Carney, who assumed office following the resignation of Justin Trudeau, inherits a fractured bilateral relationship that requires careful diplomatic navigation. Goyal’s characterization of the visit as a “reset” suggests both capitals recognize the strategic value of normalizing ties. India and Canada share longstanding cultural, economic, and defense interests, with a significant Indian diaspora in Canada numbering over 1.8 million people. The collapse of bilateral relations under Trudeau’s tenure damaged trade flows and complicated security cooperation in areas of mutual interest, from counterterrorism to maritime security in the Indo-Pacific.
The timing of Carney’s visit is significant. His predecessor’s approach to the Nijjar case—releasing an unsubstantiated allegation in public without formal diplomatic channels or intelligence sharing—created what Indian officials viewed as a breach of diplomatic protocol. Carney’s decision to visit India early in his tenure signals a potential departure from that posture. Indian government sources have indicated willingness to compartmentalize past grievances and rebuild the relationship if Canada adopts a more cautious, evidence-based approach to allegations involving Indian security agencies.
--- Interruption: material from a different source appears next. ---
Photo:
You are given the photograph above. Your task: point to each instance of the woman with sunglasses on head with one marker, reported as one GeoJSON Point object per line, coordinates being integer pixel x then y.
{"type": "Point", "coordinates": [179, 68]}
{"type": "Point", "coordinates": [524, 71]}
Business circles in both nations have expressed relief at the prospect of renewed engagement. Indian exporters, particularly in pharmaceuticals, IT services, and agriculture, faced tariff uncertainties and trade friction during the bilateral freeze. Canadian universities, which hosted over 800,000 Indian students before the crisis, experienced enrollment declines. Defense contractors and technology firms in both countries faced halted collaboration on projects ranging from defense procurement to space cooperation. The World Bank and IMF have flagged that prolonged India-Canada tensions could impact regional economic growth and complicate global supply chain stability, given both nations’ roles in critical sectors.
Analysts caution, however, that a successful reset requires concrete moves beyond diplomatic gestures. Key outstanding issues include Canada’s investigation into the Nijjar killing, clarification on alleged separatist activities on Canadian soil that India claims have threatened national security, and mutual agreement on rules of engagement for handling sensitive bilateral matters. The revival of regular high-level diplomatic dialogue, suspended since late 2024, will be essential. Additionally, both nations must address the underlying trust deficit created by public accusations and counter-accusations that inflamed domestic political sentiment on both sides.
Looking ahead, success will likely be measured in incremental steps: resumption of visa processing for students and workers, restoration of defense dialogue channels, and establishment of a bilateral mechanism to address security concerns through proper intelligence-sharing protocols rather than public diplomacy. The broader India-Canada relationship, built over decades of Commonwealth ties and cultural affinity, remains salvageable if both governments prioritize strategic interests over domestic political point-scoring. Carney’s visit, therefore, represents a critical inflection point—whether the two democracies can move beyond the Nijjar case toward cooperative engagement on shared regional and global challenges.